A witness is somebody who has firsthand knowledge about an event. They have seen something pertaining to the event, such as the signing of a document, a birth, a marriage, a death, a crime, etc. If they have seen an event firsthand they are known as an "eye-witness."
In the case of a marriage record, the witnesses may be relatives to the bride or groom. They may be friends of either of them or perhaps somebody in the courthouse who agreed to witness the marriage by a judge. The witness may also be the wife of the minister. When considering these various possibilities, be sure you investigate the witness during the time period of the event. Taking the time to do this might reveal more information about the bride and groom.
A person who receives either real or personal property by a will, cannot witness it. That does not mean the person witnessing it is not related to the testator. They may be distant relatives. Then again they may not be relatives or even close acquaintances. Depending upon the circumstances at the time of the will, a witness might have been summoned from the community. They may be a cascual acquaintance of the testator, but were qualified to witness that he or she created the will, agreed to the terms of the will and signed it. Do not assume there is no relationship. Always go one step further and look at other area records for clues.
Once the will was brought into court for probate, one or more witnesses were asked to testify that they had actually witnessed the testator sign (or place a mark) on the document. If the witnesses were not available, somebody who was present at the time of the signing of the will, would be asked to testify that they were present and saw the testator sign or mark the will.
Do not overlook contested wills. Particularly if there was no pre-marital agreement or if descendants of the deceased were unhappy with the will, it may be contested. This will normally be done in the court (county) where it was probated. At that time the witnesses were summoned to testify and there may be more information in the court file as to their relationships.
Court records, civil and criminal, will contain documents of testimony by witnesses.

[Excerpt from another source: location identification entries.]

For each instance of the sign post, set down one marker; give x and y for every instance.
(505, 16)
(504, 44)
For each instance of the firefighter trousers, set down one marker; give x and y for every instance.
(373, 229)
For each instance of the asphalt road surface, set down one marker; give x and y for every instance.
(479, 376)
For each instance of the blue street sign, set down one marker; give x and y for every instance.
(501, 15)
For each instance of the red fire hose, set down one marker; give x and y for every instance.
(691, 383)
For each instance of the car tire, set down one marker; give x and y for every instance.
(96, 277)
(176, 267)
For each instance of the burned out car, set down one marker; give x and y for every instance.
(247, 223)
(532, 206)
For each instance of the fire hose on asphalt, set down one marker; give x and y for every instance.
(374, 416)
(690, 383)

They will be sworn to tell the truth. Most courts reimbursed the witnesses. There may be complete testimonies in the court records, but if not look for witness books and lists of names of witnesses. The witness testifying may provide evidence for or against the plaintiff or defendant. There may be a relationship between them.
Witnesses are shown on land records. They may be relatives, neighbors or acquaintances. If they are neighbors, did they arrive in the area at the same time? Did they have the same former location? While not a firm rule, many times in the 1800s a woman's father signed the mortgage to cover the loan for the property. He may have carried the loan.
You may see the word Jurat after the name of a witness. This means that the person swore on oath or affirmation. If they have affirmed instead of swearing on oath, this is a significant clue that they may have been Quaker. At that point you need to begin looking at Quaker records.
The legal age varied within the colonies and then within the states. However, to witness documents, normally a male had to be at least fourteen years of age and a female at least twelve years of age.
The normal death certificate, contains no place for a witness to the death, unless it was by the physician or hospital/clinical staff. The informant did not witness the birth of the person and may not have been present at the death. The information needs to be verified. In the case of deaths investigated by a coroner's jury, the records will contain depositions from witnesses. Normally they will be people or a person who was present when the death occurred. However, do not rule out the possibility that there is a relationship.
Take the time to investigate witness relationships. They may provide the clues you need, the missing link to your ancestry and are well worth the extra time.